Song Profiles

Song title: Time Machine
From the album: Little Light EP
Requested by: Megan

As a young teenager, my favorite film was Somewhere in Time - the story of a modern man who feels the pull of destiny in a photo of a Edwardian actress and learns to travel back in time to be with her. I watched the film with Katie, and I will always remember how her jaw hung in a silent wail at the conclusion of the heartbreaking story. That night, she and I decided to try our luck at time travel too. We failed. But I didn't stop hoping that one day I would figure out how to get myself to 1908.

There are many different ways for me to begin writing a song. Usually, I begin with a single line. In this case, All the clocks are standing still. Looking back on my notes, I realize now how piecemeal this song actually is. I remember around this time, I was planning on having the album be about celestial things - stars, sun, moon, planets, orbiting, space, astronauts, space ships, darkness, beginnings, and the universe. So you can see in my notes, that "clocks" was crossed out and "stars" was written instead. (I'm very glad I reversed that decision.)

You can also tell from my notes that some lines written to go with these lyrics were actually used in other songs. For example, I wrote about "paper wings" (which was discarded from this song and added to Mission to the Moon) and "serpent hides in the grass" (which became "snake in the grass" on Nothing Walks Away). What's not obvious is that the entire bridge: "Four walls closing in...etc" was written back when I was writing for All Girl Band. I lived in a teensy apartment. My bedroom was also my studio and the walls were covered with brown paper, where I would graffiti lyrics, tape images, and surround myself with thoughts, notes, scribbles, dreams, goals, inspiration, and frustrations. It became claustrophobic. Those four walls were insane. By extension, I started writing on everything I could get my hands on, including my skin - which always reminds me of The Pillow Book, by the way. I wrote this bridge back then, but could never find a song to work with it. For several years, just about every song I wrote, I'd try this bridge. I knew it belonged somewhere.

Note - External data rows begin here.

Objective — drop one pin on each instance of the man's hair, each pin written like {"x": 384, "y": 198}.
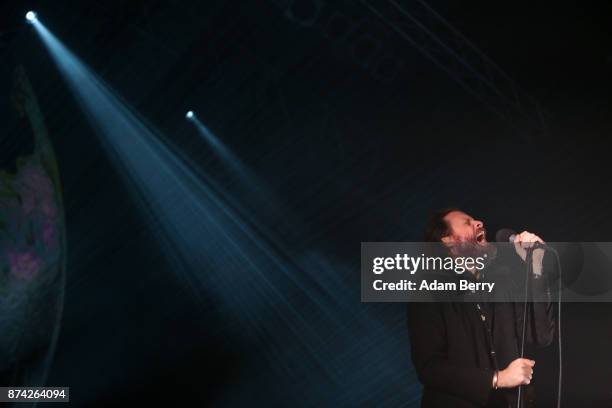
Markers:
{"x": 436, "y": 226}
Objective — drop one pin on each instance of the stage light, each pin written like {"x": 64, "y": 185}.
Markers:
{"x": 31, "y": 16}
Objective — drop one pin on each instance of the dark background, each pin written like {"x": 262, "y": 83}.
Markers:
{"x": 360, "y": 135}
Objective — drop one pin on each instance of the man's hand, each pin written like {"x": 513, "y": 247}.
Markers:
{"x": 518, "y": 372}
{"x": 526, "y": 240}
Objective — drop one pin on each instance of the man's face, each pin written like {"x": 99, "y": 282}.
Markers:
{"x": 464, "y": 229}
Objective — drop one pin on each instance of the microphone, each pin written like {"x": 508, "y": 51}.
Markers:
{"x": 505, "y": 235}
{"x": 508, "y": 235}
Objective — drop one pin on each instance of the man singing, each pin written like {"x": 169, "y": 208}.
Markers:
{"x": 467, "y": 354}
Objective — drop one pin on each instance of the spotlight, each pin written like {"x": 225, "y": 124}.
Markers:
{"x": 31, "y": 16}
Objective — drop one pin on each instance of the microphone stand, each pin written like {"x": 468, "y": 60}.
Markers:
{"x": 528, "y": 272}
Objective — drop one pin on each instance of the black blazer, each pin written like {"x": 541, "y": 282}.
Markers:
{"x": 451, "y": 349}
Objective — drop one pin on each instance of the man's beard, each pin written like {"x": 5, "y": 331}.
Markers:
{"x": 473, "y": 248}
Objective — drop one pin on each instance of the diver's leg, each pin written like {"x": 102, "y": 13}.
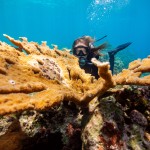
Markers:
{"x": 111, "y": 61}
{"x": 113, "y": 52}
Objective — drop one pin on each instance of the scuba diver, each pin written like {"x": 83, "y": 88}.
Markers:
{"x": 84, "y": 49}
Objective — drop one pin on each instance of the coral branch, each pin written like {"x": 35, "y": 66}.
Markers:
{"x": 134, "y": 73}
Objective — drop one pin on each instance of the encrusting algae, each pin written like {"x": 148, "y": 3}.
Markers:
{"x": 33, "y": 76}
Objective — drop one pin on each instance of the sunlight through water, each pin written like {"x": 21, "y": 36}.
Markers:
{"x": 98, "y": 9}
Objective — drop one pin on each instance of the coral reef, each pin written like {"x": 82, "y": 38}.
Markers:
{"x": 47, "y": 101}
{"x": 42, "y": 78}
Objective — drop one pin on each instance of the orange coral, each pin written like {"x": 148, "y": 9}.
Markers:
{"x": 133, "y": 74}
{"x": 42, "y": 77}
{"x": 33, "y": 76}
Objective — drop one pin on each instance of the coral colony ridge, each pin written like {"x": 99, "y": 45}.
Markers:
{"x": 44, "y": 95}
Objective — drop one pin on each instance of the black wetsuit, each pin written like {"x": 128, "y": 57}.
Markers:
{"x": 91, "y": 68}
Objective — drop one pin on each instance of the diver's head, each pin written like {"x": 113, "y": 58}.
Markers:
{"x": 81, "y": 50}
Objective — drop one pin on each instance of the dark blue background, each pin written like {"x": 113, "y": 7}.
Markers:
{"x": 61, "y": 21}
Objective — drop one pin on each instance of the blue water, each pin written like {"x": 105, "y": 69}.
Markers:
{"x": 61, "y": 21}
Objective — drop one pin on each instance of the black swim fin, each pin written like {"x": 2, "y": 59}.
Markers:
{"x": 113, "y": 52}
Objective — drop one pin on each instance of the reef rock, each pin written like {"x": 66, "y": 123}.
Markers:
{"x": 46, "y": 100}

But despite how patchwork this all sounds, I felt very focused on the intention of the song; it is the unravelling of an emotional journey. I wanted the words to sort of spill together like one long thought, instead of a more "traditional" verse/chorus lyric structure. It was finger painting with sounds and syllables.

Recording the song was fairly easy (save the drum parts), and Emily Spaude added the violin. The drums were a bugger because they sounded too suave and lounge-y for a long time. Yuck.

But I really enjoy this song. It took me on such a fun journey.